[A Survey of Russian Literature, with Selections by Isabel Florence Hapgood]@TWC D-Link bookA Survey of Russian Literature, with Selections CHAPTER IX 3/43
Oblomoff not only represented the type of the landed proprietor, as developed by the institution of serfdom, but the racial type, which comprised the traits common to Russians in general, without regard to their social rank, class, or vocation.
In fact, so typical was this character that it furnished a new word to the language, "oblomovshtchina,"-- the state of being like Oblomoff.
Oblomoff carried the national indolence--"_khalatnost_," or dressing-gown laziness, the Russians call it in general--to such a degree that he not only was unable to do anything, but he was not able even to enjoy himself.

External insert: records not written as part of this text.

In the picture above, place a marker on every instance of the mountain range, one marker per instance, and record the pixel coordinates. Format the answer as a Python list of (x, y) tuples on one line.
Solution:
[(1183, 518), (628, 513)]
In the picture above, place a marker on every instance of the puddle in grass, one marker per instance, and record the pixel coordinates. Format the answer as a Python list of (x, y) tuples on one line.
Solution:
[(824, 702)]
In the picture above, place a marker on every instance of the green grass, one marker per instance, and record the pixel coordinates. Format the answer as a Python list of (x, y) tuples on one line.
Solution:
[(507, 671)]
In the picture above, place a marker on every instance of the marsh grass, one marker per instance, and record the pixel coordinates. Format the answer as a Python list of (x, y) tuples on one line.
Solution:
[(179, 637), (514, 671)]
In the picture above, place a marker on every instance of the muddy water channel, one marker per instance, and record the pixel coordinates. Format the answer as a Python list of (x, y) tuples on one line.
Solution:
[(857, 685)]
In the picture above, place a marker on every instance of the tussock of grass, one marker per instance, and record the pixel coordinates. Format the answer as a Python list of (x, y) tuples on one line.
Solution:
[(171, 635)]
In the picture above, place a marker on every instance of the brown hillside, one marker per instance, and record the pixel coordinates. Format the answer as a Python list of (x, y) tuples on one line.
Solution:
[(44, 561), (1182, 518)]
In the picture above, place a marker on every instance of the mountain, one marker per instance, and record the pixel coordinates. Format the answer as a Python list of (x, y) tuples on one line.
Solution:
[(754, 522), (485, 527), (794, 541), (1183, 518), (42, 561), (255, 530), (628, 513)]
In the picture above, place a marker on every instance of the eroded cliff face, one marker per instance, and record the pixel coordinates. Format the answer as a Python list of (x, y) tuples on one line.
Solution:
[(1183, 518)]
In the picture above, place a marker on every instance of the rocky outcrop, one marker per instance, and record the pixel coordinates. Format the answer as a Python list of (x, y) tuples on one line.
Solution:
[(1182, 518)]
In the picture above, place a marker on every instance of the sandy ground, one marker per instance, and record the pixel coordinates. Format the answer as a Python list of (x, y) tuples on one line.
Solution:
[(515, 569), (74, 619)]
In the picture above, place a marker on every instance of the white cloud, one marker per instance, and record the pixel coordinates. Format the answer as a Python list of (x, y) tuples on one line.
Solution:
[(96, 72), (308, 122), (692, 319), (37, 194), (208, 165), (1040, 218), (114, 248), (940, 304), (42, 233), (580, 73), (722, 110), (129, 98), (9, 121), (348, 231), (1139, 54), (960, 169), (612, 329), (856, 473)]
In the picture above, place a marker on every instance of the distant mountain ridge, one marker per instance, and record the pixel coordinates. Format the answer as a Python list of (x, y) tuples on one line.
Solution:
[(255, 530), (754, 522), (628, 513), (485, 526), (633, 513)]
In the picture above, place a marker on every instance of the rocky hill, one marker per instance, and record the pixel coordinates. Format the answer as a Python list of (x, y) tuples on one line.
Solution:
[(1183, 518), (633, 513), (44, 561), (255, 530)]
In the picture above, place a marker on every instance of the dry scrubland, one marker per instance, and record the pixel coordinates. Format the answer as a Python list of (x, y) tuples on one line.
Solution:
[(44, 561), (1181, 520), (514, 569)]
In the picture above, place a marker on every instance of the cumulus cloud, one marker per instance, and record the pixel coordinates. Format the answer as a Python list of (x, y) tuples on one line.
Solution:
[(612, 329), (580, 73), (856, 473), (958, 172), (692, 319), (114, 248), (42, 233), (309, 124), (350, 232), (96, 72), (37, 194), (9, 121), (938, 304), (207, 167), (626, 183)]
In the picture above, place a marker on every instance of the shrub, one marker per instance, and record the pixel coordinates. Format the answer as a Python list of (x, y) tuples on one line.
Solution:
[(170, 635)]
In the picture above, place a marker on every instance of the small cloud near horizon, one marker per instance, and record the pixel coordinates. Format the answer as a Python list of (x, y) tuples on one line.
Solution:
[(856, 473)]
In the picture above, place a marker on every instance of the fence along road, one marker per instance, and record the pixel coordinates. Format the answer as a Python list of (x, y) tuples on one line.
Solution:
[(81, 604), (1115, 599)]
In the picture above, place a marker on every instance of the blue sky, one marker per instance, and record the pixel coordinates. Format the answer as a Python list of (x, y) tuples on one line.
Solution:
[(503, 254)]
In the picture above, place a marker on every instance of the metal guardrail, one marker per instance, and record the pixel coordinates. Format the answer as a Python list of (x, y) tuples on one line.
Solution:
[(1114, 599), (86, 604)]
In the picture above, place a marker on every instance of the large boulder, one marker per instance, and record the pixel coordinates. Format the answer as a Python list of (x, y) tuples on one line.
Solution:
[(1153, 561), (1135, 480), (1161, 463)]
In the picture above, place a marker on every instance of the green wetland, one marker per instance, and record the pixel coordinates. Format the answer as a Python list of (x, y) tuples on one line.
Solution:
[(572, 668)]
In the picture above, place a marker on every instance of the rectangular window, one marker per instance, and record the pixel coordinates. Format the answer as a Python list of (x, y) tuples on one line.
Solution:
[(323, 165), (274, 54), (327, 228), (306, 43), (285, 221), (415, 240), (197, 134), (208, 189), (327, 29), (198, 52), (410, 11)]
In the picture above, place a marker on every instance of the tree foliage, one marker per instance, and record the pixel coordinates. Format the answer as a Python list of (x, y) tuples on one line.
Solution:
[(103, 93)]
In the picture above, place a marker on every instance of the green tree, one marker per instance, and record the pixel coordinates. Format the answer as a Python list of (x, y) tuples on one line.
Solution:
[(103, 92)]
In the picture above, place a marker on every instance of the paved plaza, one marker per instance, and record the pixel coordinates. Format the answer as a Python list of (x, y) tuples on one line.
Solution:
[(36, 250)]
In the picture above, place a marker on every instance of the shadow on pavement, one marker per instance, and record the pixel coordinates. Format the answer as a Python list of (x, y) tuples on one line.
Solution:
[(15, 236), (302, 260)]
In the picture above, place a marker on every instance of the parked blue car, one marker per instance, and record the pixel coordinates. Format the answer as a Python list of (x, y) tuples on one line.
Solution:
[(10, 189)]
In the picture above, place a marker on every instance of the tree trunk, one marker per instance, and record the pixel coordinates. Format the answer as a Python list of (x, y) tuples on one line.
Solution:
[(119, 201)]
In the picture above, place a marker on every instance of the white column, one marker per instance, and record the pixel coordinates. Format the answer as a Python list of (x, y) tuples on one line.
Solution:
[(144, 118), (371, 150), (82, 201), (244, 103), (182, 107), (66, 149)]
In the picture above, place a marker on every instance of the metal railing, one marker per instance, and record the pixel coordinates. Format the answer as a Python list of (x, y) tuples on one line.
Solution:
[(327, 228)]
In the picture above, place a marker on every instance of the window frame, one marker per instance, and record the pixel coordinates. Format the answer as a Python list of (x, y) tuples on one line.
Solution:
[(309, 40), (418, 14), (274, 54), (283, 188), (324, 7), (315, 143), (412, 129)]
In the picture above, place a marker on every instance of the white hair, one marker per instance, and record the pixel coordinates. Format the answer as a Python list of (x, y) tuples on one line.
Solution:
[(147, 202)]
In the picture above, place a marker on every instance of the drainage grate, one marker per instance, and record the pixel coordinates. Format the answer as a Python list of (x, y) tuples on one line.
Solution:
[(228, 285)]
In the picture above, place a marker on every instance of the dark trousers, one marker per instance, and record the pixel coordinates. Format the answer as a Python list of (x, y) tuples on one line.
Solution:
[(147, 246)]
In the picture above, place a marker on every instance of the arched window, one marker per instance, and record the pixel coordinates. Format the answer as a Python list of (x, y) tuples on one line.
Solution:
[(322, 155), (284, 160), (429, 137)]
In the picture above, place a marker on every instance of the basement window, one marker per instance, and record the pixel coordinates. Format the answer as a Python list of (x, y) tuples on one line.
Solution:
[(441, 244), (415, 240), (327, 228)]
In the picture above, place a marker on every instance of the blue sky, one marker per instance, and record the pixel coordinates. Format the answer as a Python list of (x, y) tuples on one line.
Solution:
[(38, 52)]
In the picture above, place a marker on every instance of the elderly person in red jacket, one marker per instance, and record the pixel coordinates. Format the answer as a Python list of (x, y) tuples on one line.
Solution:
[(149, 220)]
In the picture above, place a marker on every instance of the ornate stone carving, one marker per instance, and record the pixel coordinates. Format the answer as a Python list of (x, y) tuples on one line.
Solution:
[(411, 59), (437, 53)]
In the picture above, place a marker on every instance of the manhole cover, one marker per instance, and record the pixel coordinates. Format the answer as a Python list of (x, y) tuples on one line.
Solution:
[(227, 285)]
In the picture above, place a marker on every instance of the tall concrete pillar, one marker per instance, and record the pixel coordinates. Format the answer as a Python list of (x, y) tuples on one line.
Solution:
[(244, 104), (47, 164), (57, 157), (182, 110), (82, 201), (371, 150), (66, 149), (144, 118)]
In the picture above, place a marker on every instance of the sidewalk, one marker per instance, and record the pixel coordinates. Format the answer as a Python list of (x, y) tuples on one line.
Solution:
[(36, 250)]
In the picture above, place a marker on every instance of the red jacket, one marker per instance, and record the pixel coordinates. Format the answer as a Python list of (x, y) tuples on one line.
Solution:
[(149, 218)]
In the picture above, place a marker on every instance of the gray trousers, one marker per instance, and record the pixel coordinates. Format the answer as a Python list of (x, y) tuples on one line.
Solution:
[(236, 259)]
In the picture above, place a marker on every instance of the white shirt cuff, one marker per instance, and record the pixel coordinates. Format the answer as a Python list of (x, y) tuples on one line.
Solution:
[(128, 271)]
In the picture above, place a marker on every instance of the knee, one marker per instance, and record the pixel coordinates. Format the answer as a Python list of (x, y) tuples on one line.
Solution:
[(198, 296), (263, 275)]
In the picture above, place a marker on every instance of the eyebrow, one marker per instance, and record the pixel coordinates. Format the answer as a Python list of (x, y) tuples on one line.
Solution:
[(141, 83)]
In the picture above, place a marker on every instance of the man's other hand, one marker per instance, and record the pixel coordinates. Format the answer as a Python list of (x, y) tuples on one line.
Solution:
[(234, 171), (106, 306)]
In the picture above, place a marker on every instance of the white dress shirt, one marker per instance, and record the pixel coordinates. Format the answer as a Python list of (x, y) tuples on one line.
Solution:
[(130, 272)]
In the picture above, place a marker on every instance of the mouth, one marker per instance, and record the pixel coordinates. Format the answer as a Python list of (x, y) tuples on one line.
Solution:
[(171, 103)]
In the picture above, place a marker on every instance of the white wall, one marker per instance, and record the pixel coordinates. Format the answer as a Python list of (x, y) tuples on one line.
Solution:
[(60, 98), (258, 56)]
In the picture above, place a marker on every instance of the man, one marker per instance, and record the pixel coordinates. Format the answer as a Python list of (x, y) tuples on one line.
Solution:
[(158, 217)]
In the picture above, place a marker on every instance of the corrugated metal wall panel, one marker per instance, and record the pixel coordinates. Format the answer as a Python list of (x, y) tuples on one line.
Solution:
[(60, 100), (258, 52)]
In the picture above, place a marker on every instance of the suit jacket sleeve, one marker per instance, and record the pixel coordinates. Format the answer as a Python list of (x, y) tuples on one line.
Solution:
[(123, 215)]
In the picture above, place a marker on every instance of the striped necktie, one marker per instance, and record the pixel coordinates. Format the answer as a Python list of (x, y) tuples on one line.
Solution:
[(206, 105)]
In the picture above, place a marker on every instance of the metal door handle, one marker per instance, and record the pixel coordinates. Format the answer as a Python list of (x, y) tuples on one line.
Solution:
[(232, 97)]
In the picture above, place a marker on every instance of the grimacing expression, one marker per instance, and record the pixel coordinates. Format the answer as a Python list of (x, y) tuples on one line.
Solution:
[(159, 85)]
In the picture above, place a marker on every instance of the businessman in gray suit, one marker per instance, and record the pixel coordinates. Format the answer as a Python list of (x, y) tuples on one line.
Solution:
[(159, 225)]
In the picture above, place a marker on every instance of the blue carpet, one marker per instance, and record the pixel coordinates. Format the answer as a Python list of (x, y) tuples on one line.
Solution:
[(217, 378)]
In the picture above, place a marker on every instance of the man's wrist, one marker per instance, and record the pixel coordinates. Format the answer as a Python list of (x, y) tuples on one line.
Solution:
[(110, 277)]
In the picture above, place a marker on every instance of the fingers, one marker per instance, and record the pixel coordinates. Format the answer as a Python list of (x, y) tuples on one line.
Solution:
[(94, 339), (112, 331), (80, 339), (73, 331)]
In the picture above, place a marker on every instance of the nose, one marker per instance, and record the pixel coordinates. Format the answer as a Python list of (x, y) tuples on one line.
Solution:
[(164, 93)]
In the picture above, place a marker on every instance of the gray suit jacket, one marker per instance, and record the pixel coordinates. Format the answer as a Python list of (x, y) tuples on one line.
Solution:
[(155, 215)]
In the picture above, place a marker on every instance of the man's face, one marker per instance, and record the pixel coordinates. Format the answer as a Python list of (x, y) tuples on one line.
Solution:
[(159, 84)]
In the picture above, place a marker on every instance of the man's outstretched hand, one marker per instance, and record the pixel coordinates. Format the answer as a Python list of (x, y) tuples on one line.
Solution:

Added to this, he was afflicted with aristocratic enervation of his faculties, unhealthy timidity, incapacity to take the smallest energetic effort, dove-like gentleness, and tenderness of soul, rendering him utterly incapable of defending his own interests or happiness in the slightest degree.
And these characteristics were recognized as appertaining to Russians in general, even to those who had never owned serfs, and thus the type presented by Oblomoff may be said to be not only racial, but to a certain extent universal--one of the immortal types, like Don Quixote, Don Juan, Hamlet, and the like.